'Second screen' apps top 2011 viewing trends

Second screen apps — software applications that run on smartphones or tablets and complement television viewing — have become very popular this year.

Watching television used to be a passive activity, but now the web and devices like Apple’s iPad, iPhone and other smartphones have turned television into an interactive experience.

According to a study published in January by Yahoo’s advertising division, 86 percent of people who use the mobile Internet use their mobile device while watching television. Of those using their mobile device, 25 percent said they are browsing content related to the program they are watching.

Despite the increasing use of time-shifting devices like DVRs and TiVO, which allow viewers to record and watch TV shows at any time, there has been significant growth in synchronous social networking around TV shows, reported Read/Write Web.

For example, GetGlue is an app that in April announced it already had one million users. At that time it also had 100 million data points — likes, reviews and check-ins — representing connections between television entertainment and people. With GetGlue, the viewer essentially checks in to a TV show he or she likes.

This allows the viewer to talk about the show with other people who are also watching it — an activity that is becoming increasingly popular. April turned out to be a high point for the company with about four million check-ins. Other companies in this space include IntoNow (acquired in April by Yahoo!), Miso and PHILO.

When it comes to real-time social networking, Twitter is a place of much activity. Last January, Twitter CEO Dick Costolo discussed what he called “the Glee phenomena” at the Consumer Electronics Show.

“The characters on Glee actually tweet and they tweet during the show,” Costolo said. “When Glee starts, the moment it airs for the first time on the East Coast, the tweets per second for Glee shoot up.”
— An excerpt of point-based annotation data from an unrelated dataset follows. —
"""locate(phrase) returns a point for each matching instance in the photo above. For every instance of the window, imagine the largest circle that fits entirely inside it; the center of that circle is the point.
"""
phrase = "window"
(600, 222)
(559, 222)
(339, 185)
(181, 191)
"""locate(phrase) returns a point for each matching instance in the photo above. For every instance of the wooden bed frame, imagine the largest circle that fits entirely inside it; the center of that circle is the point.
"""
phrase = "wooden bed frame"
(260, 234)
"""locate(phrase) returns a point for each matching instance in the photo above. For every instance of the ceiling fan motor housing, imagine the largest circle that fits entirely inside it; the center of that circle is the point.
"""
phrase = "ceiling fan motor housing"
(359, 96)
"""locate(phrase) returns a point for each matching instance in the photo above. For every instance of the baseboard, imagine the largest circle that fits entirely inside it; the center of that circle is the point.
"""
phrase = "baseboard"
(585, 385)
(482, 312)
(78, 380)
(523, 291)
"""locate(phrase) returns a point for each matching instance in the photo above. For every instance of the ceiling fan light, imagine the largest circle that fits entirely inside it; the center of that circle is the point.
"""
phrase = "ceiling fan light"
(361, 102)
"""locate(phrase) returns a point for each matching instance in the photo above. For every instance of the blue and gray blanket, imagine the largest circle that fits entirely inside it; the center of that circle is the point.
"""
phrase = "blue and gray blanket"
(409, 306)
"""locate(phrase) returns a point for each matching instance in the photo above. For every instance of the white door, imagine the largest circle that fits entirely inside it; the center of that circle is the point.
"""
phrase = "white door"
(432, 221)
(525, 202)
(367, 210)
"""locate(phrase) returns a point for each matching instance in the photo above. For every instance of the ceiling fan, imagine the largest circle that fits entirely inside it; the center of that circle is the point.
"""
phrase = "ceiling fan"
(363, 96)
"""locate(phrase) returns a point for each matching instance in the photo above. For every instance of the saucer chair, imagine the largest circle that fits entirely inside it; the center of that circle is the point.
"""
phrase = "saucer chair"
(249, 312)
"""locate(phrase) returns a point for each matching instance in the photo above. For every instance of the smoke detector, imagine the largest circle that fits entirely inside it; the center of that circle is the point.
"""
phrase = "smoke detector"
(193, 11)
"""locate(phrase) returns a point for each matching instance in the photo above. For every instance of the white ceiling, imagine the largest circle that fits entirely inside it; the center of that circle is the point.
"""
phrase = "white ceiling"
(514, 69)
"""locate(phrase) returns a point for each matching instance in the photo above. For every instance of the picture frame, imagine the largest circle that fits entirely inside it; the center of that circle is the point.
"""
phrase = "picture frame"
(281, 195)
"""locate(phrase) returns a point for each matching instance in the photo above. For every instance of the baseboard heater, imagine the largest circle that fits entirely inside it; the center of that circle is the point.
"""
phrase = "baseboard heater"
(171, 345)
“They stay up there at a super high level at hundreds of [times] what they are before the show comes on until the moment the show ends and then they drop. [...] People feel like they have to watch the show while it’s going on because the community is tweeting about the show and the characters are tweeting as the show’s happening so [they have to] watch it in real time.”

Another app, WiO, enables TV watchers to immediately get information about the products and services they see advertised on screen — both in TV commercials and within the shows themselves. Through a mobile app running on customers’ phones, marketers can offer a variety of follow-up actions to the TV viewer. Coupons, reminders and contact info are three of the overall 10 follow-up actions. The consumer controls which ones, if any, they respond to.

Connected TV bolsters these apps. Take Google TV and set-top boxes like Roku and Boxee. These aren’t second screen apps, but all of them complement those apps and some will be development platforms for them. These services are steadily eroding the audience of cable television, so in that sense they are becoming increasingly important to second screen apps.

In May, Roku announced that it had reached 15 million channel downloads from more than one million people on its service. The “big four” channels, as Roku calls them, are Netflix, Hulu Plus, Pandora and Amazon Instant Video. Roku estimates that 15 to 20 percent of its users are cutting the cord on cable television.